Beyond Accuracy: Automated De-Identification of Large Real-World Clinical Text Datasets

Recent research advances achieve human-level accuracy for de-identifying free-text clinical notes on research datasets, but gaps remain in reproducing this in large real-world settings. This paper summarizes lessons learned from building a system used to de-identify over one billion real clinical notes, in a fully automated way, that was independently certified by multiple organizations for production use. A fully automated solution requires a very high level of accuracy that does not require manual review. A hybrid context-based model architecture is described, which outperforms a Named Entity Recogniton (NER) - only model by 10% on the i2b2-2014 benchmark. The proposed system makes 50%, 475%, and 575% fewer errors than the comparable AWS, Azure, and GCP services respectively while also outperforming ChatGPT by 33%. It exceeds 98% coverage of sensitive data across 7 European languages, without a need for fine tuning. A second set of described models enable data obfuscation -- replacing sensitive data with random surrogates -- while retaining name, date, gender, clinical, and format consistency. Both the practical need and the solution architecture that provides for reliable & linked anonymized documents are described.

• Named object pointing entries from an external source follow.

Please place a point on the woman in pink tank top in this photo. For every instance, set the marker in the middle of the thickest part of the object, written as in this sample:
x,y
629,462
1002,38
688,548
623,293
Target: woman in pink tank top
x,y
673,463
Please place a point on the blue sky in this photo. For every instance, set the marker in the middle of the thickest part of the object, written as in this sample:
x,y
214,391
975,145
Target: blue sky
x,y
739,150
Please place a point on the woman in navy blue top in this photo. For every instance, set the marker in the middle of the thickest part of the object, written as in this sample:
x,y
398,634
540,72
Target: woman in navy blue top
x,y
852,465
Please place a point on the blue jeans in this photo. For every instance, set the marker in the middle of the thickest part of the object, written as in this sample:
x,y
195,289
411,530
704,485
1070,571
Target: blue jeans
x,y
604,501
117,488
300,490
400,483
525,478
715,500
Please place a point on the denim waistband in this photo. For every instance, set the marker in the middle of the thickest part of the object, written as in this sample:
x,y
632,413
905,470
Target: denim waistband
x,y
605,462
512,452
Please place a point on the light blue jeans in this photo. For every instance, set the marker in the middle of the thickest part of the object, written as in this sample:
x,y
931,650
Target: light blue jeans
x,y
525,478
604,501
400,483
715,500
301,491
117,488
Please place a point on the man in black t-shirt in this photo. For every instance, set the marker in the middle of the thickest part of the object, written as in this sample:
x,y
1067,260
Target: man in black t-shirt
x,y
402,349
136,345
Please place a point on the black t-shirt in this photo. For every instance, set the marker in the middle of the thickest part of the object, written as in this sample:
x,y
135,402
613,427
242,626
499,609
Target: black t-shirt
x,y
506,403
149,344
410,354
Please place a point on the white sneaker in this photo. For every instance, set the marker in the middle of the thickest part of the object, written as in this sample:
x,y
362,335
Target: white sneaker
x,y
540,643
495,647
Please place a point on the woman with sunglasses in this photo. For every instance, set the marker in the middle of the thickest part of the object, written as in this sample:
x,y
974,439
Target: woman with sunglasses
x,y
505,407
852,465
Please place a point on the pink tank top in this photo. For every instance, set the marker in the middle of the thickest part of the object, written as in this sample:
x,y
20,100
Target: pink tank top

Understanding COVID-19 News Coverage using Medical NLP

Being a global pandemic, the COVID-19 outbreak received global media attention. In this study, we analyze news publications from CNN and The Guardian - two of the world's most influential media organizations. The dataset includes more than 36,000 articles, analyzed using the clinical and biomedical Natural Language Processing (NLP) models from the Spark NLP for Healthcare library, which enables a deeper analysis of medical concepts than previously achieved. The analysis covers key entities and phrases, observed biases, and change over time in news coverage by correlating mined medical symptoms, procedures, drugs, and guidance with commonly mentioned demographic and occupational groups. Another analysis is of extracted Adverse Drug Events about drug and vaccine manufacturers, which when reported by major news outlets has an impact on vaccine hesitancy.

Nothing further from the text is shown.